Лина посмотрела на меня. Я увидела в ее взгляде то ли страх, то ли обреченность. Трудно сказать, что именно. Пару секунд она не отводила глаз, а потом закрыла их, чтобы сдержать слезы, и ответила высоким срывающимся голосом:
– Он не доводил ее до такого. Это был не он. – Она вздохнула и продолжила: – Мы с Кэти поругались. Я хотела, чтобы она прекратила с ним встречаться. Я считала, что это плохо. И ничем хорошим для нее не кончится. Я думала… – она покачала головой, – я просто не хотела, чтобы она и дальше с ним встречалась.
На лице Луизы мелькнуло понимание, и в тот же момент до меня дошло.
– Ты угрожала ей, – тихо проговорила я. – Тем, что расскажешь.
– Да, – едва слышно подтвердила Лина. – Я угрожала.
Луиза ушла, не проронив больше ни слова. Лина молча и без слез сидела, не шевелясь, и смотрела в окно на реку. Мне было нечего ей сказать – я бы все равно до нее не достучалась. Я видела в ней нечто, что когда-то было и во мне, нечто, присущее этому возрасту, – непознаваемость.

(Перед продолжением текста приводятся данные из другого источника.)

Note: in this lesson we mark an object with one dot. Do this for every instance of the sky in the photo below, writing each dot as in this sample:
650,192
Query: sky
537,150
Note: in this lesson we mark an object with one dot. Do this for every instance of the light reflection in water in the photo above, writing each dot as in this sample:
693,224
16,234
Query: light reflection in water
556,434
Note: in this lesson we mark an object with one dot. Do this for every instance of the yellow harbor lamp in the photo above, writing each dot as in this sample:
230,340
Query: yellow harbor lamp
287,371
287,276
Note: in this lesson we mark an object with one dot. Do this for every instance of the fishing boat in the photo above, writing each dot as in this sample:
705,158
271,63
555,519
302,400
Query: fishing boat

Я подумала: как странно, что родители считают, будто знают и понимают своих детей. Разве они помнят, что чувствовали в восемнадцать, пятнадцать или двенадцать лет? Может, родив ребенка, человек забывает, каким сам был тогда. Я помню, какой ты была в семнадцать лет, а я, соответственно, в двенадцать, и уверена, что наши родители понятия об этом не имели.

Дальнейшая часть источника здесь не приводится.